Goldsmith was ordained in the Church of England as a deacon in 2000 and as a priest in 2001. He served his curacy at Pitsea with Nevendon, in the Diocese of Chelmsford. Pitsea is a deprived area of Essex and he found himself to be one of only a few professionals in the area. Between 2004 and 2013, he served as vicar of Warley Christ Church and St Mary the Virgin, Great Warley.
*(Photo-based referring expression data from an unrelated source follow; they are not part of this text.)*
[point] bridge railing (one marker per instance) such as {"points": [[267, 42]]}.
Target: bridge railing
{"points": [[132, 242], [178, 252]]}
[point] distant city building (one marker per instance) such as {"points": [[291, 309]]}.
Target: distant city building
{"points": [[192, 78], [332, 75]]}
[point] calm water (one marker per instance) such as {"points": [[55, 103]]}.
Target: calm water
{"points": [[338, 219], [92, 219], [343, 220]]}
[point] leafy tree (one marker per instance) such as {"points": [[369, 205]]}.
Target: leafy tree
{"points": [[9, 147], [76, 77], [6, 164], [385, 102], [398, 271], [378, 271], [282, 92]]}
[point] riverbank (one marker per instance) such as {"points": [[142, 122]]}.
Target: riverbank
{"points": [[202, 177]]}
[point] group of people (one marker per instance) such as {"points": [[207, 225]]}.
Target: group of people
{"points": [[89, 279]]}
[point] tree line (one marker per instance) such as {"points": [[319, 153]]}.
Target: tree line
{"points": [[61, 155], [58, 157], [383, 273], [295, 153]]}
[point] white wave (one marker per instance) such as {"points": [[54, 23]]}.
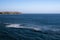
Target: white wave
{"points": [[13, 25]]}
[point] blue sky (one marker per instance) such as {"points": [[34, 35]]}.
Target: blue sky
{"points": [[31, 6]]}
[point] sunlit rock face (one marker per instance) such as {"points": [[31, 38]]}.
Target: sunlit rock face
{"points": [[10, 12]]}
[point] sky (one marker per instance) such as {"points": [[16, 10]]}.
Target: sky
{"points": [[31, 6]]}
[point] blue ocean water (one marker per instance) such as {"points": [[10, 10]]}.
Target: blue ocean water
{"points": [[30, 27]]}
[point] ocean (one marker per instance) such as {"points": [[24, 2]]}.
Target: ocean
{"points": [[30, 27]]}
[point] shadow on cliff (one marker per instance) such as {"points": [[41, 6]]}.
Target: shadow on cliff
{"points": [[26, 34]]}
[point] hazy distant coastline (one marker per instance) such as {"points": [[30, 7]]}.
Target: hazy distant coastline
{"points": [[10, 12]]}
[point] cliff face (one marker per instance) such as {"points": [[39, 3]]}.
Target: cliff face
{"points": [[10, 12]]}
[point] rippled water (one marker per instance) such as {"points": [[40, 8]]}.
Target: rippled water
{"points": [[30, 27]]}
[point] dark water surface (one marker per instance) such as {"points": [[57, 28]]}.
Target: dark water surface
{"points": [[30, 27]]}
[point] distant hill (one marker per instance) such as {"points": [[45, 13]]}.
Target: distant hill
{"points": [[10, 12]]}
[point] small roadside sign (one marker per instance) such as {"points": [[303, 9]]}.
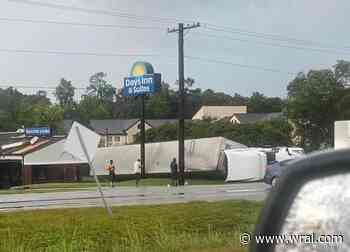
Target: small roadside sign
{"points": [[141, 85]]}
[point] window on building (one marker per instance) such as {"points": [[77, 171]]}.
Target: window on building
{"points": [[102, 142], [109, 141]]}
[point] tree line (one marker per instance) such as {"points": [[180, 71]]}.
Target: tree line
{"points": [[315, 100], [103, 101]]}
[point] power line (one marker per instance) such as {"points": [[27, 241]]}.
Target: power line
{"points": [[36, 87], [160, 28], [75, 53], [277, 37], [113, 13], [273, 70], [167, 21], [80, 24], [275, 44]]}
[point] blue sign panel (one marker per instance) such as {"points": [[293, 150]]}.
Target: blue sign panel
{"points": [[40, 131], [141, 85]]}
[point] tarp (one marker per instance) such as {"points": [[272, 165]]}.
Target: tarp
{"points": [[75, 146], [200, 155], [249, 165], [52, 155], [286, 153]]}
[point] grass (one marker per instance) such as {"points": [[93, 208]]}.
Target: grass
{"points": [[196, 226], [73, 186]]}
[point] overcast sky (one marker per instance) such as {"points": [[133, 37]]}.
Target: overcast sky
{"points": [[321, 21]]}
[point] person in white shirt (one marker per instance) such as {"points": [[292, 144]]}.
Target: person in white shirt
{"points": [[137, 171]]}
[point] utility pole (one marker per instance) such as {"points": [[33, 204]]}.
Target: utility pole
{"points": [[181, 132]]}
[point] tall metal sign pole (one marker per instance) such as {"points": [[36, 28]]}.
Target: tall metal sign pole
{"points": [[142, 82], [181, 131], [143, 136]]}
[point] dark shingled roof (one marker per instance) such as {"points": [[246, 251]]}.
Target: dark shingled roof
{"points": [[258, 117], [115, 126]]}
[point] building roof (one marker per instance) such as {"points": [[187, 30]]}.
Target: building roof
{"points": [[119, 126], [219, 112], [52, 154], [155, 123], [258, 117], [20, 145]]}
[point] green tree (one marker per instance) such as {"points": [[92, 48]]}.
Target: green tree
{"points": [[64, 93], [100, 88], [259, 103], [90, 107]]}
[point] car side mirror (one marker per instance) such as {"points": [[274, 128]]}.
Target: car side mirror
{"points": [[308, 210]]}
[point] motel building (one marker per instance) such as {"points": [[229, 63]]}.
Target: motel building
{"points": [[26, 159]]}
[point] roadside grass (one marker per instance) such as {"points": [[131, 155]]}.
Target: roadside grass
{"points": [[196, 226], [73, 186]]}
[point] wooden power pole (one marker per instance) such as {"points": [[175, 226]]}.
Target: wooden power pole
{"points": [[181, 132]]}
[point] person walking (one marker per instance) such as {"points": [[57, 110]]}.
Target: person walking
{"points": [[137, 171], [111, 169], [173, 169]]}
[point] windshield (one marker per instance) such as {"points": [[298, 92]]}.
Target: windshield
{"points": [[150, 125]]}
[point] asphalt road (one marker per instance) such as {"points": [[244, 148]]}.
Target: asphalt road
{"points": [[119, 196]]}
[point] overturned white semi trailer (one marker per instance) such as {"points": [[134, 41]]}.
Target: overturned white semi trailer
{"points": [[204, 154]]}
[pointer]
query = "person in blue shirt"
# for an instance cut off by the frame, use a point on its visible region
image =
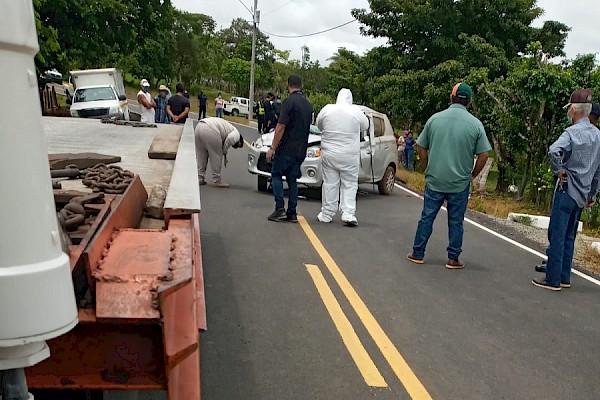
(409, 151)
(202, 103)
(161, 116)
(575, 160)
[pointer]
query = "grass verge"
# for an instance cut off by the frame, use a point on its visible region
(500, 206)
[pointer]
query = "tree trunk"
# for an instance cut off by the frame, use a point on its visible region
(524, 179)
(502, 184)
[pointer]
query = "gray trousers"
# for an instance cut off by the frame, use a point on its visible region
(209, 146)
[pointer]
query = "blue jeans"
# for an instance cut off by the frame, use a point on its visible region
(408, 158)
(562, 230)
(457, 206)
(288, 166)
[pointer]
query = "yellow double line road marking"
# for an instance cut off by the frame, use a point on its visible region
(360, 356)
(409, 380)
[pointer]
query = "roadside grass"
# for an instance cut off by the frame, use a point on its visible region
(414, 180)
(499, 206)
(589, 257)
(210, 93)
(487, 202)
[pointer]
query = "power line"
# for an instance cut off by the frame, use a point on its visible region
(246, 7)
(309, 34)
(279, 8)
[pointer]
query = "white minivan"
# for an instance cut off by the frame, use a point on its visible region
(236, 106)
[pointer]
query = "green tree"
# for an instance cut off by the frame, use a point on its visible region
(237, 71)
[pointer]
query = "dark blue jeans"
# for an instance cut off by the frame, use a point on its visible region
(288, 166)
(562, 230)
(408, 158)
(457, 206)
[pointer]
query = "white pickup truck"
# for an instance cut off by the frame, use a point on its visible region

In March 2013, it was announced that he would succeed Roy Screech as the seventh Bishop of St Germans. On 14 May 2013, he was consecrated bishop by Justin Welby, Archbishop of Canterbury, during a service held at Southwark Cathedral. A service of welcome was held at Truro Cathedral on 19 May. He has also served as the Diocesan Warden of Readers since 2013.

In June 2019, it was announced that Goldsmith is to resign his See to become the Church of England's national Director of Ministry in September 2019. He resigned the See on 29 September 2019.

==Personal life==
Goldsmith is married to Ellen who is also an ordained priest. Together they have two children.